Section 92.210 will be enforced on a case-by-case basis by the OCR. OCR’s analysis regarding whether a covered entity is in compliance with the requirement under Section 92.210(b) to use reasonable efforts to identify discrimination will consider, among other factors:

  1. The covered entity’s size and resources;
  2. Whether the covered entity used the tool in the manner or under the conditions intended by the developer and approved by regulators, if applicable, or whether the covered entity has adapted or customized the tool;
  3. Whether the covered entity received product information from the developer of the tool regarding the potential for discrimination or identified that the tool’s input variables include race, color, national origin, sex, age or disability; and
  4. Whether the covered entity has a methodology or process in place for evaluating the patient care decision support tools it adopts or uses.

For example, according to HHS, a large hospital with an IT department and a health equity officer would be expected to make greater efforts to identify tools than a smaller provider without such resources. In addition, HHS suggests processes for evaluating patient care decision support tools, such as seeking information from the developer, reviewing relevant medical journals and literature, obtaining information from membership in relevant medical associations or analyzing comments or complaints received about patient care decision support tools.

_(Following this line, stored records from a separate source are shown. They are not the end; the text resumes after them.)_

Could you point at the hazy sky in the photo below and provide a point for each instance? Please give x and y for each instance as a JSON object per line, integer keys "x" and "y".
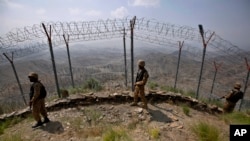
{"x": 228, "y": 18}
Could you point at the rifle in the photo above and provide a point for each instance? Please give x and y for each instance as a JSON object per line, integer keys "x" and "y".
{"x": 30, "y": 104}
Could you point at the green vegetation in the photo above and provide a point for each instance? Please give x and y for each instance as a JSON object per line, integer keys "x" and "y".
{"x": 154, "y": 133}
{"x": 12, "y": 137}
{"x": 236, "y": 118}
{"x": 8, "y": 123}
{"x": 206, "y": 132}
{"x": 172, "y": 89}
{"x": 212, "y": 102}
{"x": 10, "y": 106}
{"x": 92, "y": 84}
{"x": 152, "y": 85}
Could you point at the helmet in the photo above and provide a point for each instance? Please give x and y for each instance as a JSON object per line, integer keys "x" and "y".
{"x": 141, "y": 63}
{"x": 33, "y": 74}
{"x": 237, "y": 85}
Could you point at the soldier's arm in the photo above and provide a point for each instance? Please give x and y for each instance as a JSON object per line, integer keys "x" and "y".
{"x": 37, "y": 88}
{"x": 144, "y": 80}
{"x": 228, "y": 95}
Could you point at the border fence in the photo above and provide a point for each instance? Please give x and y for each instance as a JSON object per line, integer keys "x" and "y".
{"x": 205, "y": 47}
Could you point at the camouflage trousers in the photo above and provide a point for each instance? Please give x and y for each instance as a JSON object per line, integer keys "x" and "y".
{"x": 38, "y": 108}
{"x": 228, "y": 107}
{"x": 139, "y": 92}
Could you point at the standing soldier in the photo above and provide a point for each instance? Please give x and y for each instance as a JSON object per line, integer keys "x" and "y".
{"x": 141, "y": 80}
{"x": 37, "y": 100}
{"x": 232, "y": 98}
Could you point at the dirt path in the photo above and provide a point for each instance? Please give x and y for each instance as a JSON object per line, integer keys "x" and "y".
{"x": 162, "y": 121}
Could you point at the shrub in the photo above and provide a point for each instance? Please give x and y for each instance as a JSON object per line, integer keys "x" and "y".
{"x": 115, "y": 135}
{"x": 12, "y": 137}
{"x": 190, "y": 93}
{"x": 8, "y": 123}
{"x": 186, "y": 110}
{"x": 92, "y": 84}
{"x": 206, "y": 132}
{"x": 172, "y": 89}
{"x": 236, "y": 118}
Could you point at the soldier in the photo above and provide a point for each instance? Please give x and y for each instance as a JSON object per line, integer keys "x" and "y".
{"x": 37, "y": 101}
{"x": 232, "y": 98}
{"x": 141, "y": 80}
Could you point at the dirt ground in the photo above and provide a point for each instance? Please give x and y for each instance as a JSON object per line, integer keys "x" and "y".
{"x": 162, "y": 121}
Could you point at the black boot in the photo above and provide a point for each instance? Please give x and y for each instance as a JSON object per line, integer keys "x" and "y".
{"x": 39, "y": 123}
{"x": 46, "y": 120}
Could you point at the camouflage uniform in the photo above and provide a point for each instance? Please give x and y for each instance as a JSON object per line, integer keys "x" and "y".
{"x": 141, "y": 80}
{"x": 232, "y": 98}
{"x": 38, "y": 103}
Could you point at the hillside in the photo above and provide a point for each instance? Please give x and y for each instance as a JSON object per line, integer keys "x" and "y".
{"x": 164, "y": 120}
{"x": 106, "y": 64}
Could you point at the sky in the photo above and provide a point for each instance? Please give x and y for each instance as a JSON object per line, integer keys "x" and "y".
{"x": 230, "y": 19}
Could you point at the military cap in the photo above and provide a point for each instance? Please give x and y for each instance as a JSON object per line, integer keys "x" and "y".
{"x": 33, "y": 74}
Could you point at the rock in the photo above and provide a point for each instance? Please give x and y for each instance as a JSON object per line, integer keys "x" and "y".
{"x": 180, "y": 127}
{"x": 174, "y": 124}
{"x": 125, "y": 92}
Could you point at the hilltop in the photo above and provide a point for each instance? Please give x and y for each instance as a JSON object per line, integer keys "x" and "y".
{"x": 88, "y": 121}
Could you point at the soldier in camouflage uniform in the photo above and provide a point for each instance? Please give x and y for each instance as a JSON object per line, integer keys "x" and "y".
{"x": 141, "y": 80}
{"x": 232, "y": 98}
{"x": 36, "y": 101}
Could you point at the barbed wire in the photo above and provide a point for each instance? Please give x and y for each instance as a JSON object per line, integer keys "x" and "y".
{"x": 31, "y": 39}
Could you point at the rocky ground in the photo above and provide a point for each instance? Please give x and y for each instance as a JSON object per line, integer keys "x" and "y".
{"x": 162, "y": 121}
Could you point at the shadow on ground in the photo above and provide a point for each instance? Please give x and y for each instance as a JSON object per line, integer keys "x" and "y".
{"x": 159, "y": 116}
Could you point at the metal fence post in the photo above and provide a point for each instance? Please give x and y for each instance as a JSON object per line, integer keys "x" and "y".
{"x": 14, "y": 69}
{"x": 179, "y": 57}
{"x": 246, "y": 83}
{"x": 52, "y": 58}
{"x": 132, "y": 24}
{"x": 70, "y": 68}
{"x": 203, "y": 56}
{"x": 215, "y": 73}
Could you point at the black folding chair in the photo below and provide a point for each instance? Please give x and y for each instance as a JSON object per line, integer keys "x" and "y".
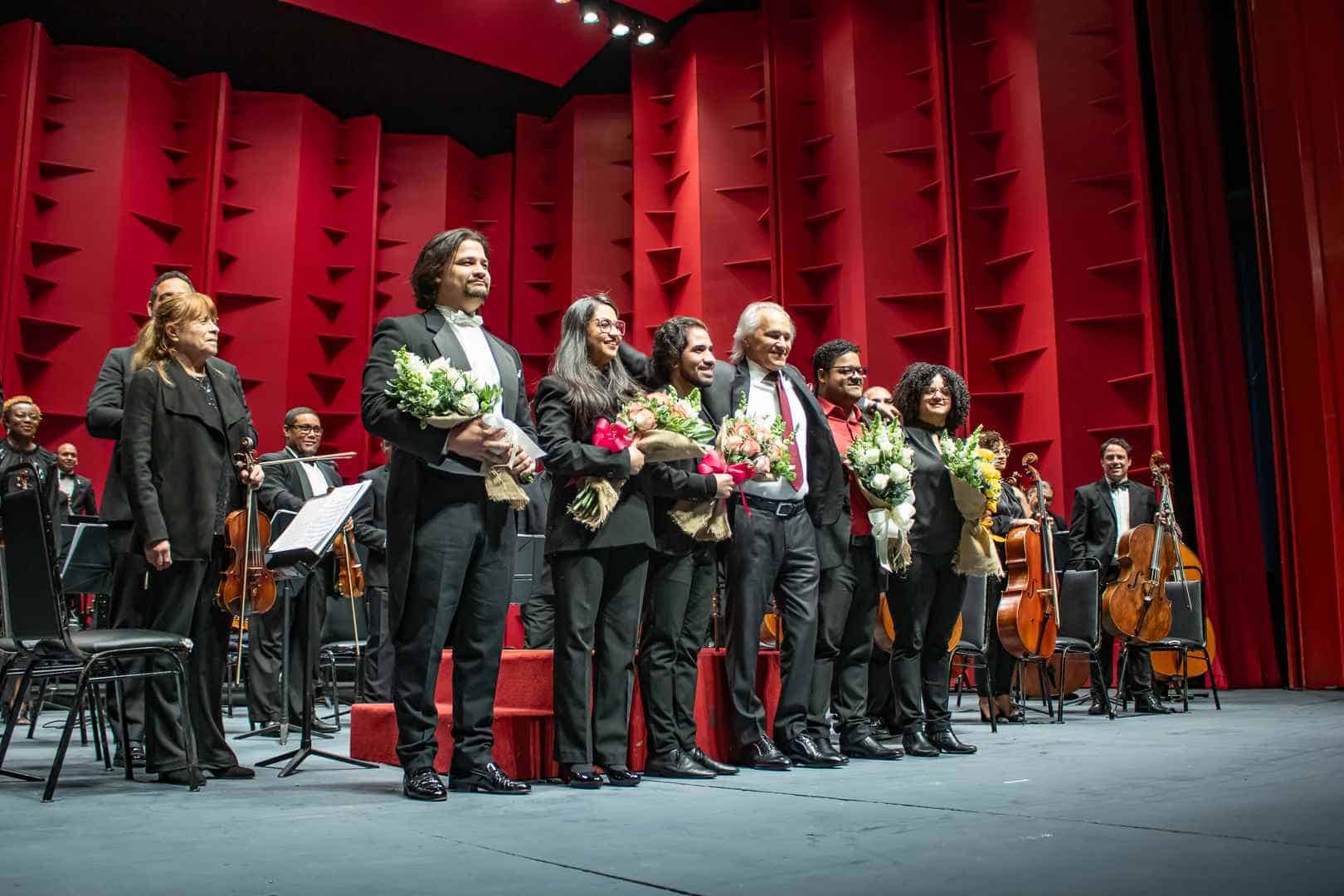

In regard to mitigation, HHS acknowledges that it is not always possible to completely eliminate the risk of discriminatory bias because patient care decision support tools serve important health care functions. Accordingly, Section 92.210(c) requires covered entities to “make reasonable efforts” to mitigate the risk of discrimination. HHS also notes that a covered entity could comply with the mitigation requirement by either discontinuing use of the tool or modifying the tool. HHS indicated that specific risks may “generate greater scrutiny” and give rise to different types of mitigation efforts. For example, input variables that include race would be subject to the highest level of scrutiny, whereas using age as an input variable while subject to scrutiny could be justified by showing that “age is clinically indicated as a measure in the particular tool” or “aligns with evidence-based clinical best practices that do not result in discrimination.”

In what is becoming a common principle of AI regulation, HHS rejected proposals to allow covered entities to point the finger at “algorithm creators” because clinicians are not in a good position to detect that an algorithm can result in discrimination and to impose strict liability on developers rather than users. ACA Section 1557 and Section 92.210 of the rule are focused on covered entities’ use of patient care decision support tools, and those entities are required to mitigate the risk of discrimination from such use.

Although HHS stopped short of requiring specific mitigation measures, the preamble reinforces HHS’ suggestion that covered entities covered entities “mitigate discrimination by establishing written policies and procedures governing how clinical algorithms will be used in decision-making, including adopting governance measures; monitoring any potential impacts and developing ways to address complaints; and training staff on the proper use of such systems in decision-making.” HHS added that it encourages “covered entities to take these and other additional mitigating efforts to comply with § 92.210.”

1 HHS also referenced the Blueprint for an AI Bill of Rights and Executive Order 14091, Further Advancing Racial Equity and Support for Underserved Communities Through the Federal Government.